Vyncke NV is a fourth generation Belgian global family business that originated in Flanders with over 350 employees in Belgium, Brazil, China, Czech Republic, Germany, Malaysia, Spain, and Thailand.

The company was founded in 1912 by Louis Vyncke to design and build steam energy plants to burn biomass and waste into thermal energy and electrical power. The energy is delivered in a combination of steam, hot water, thermal oil, hot gas, or electricity, depending on the industrial process.

History 
In 1912 Louis Vyncke settled as a blacksmith in Gullegem. He invested all his money in a workshop, but in 1914 he had to serve the army during World War I. In his absence, his wife Flavie was left with 2 children and in 1915, the workshop burned down. After the war, Louis acquired more skills and earnings as an employee in France. By the 1920s, the local flax industry in Flanders was flourishing. There was a rising demand for steam boilers to separate flax fibres with hot water. Louis Vyncke dused his blacksmith skills to build and repair riveted boilers in a new workshop at the Moorseelse Kassei in Gullegem. Flax was readily available at the time and could easily be transported, the leftover straw waste were burned by the boilers and the fibres were used in the textile industry.

After World War II, flax waste became the raw material for fiberboard production, which attracted new customers. The business expanded rapidly and in 1956, sons Michel and René moved to a new office and factory in Harelbeke (current headquarters). 

Michel Vyncke expanded the boiler manufacturing business across West Flanders and the North of France. When Michel died in 1972, the youngest son Dirk Vyncke continued to lead the family company.

The 1973 oil crisis was an opportunity for Dirk Vyncke to convert the company into a global player, to turn biomass and waste into green and clean energy. In 1992 the enterprise became an NV.

Current activities 

Peter Vyncke and his brother Dieter became Co-CEO in 2002. The board of directors consists of Peter De Keyzer, Alexander Dewulf, Els Verbraecken, Johan Van Den Driessche, and Farhad Forbes.

Vyncke’s activities range across three market segments: food and agriculture, wood, and recovered fuels. Its international business is distributed 3% Belgium (3%), Europe (45%), and outside EU with a strong presence in South-America and Asia (52%).

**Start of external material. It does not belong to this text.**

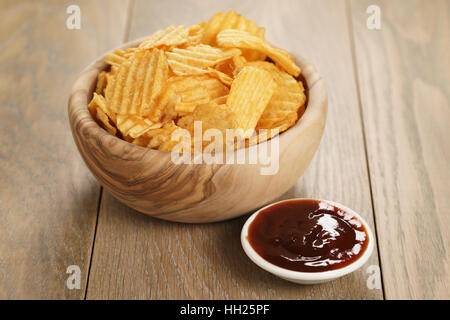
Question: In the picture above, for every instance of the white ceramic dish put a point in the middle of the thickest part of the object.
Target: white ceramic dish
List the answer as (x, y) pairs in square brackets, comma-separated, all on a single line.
[(307, 277)]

Vyncke participates in several international joint ventures: PetroBio, Forbes Vyncke, Callens Vyncke, Trasmec, and Panel Alliance; all serving in the energy and processing industry. In 2016 Vyncke was awarded the Enterprise of the year title by an organization of consultancy firm EY in collaboration with the business newspaper De Tijd and the bank BNP Paribas Fortis.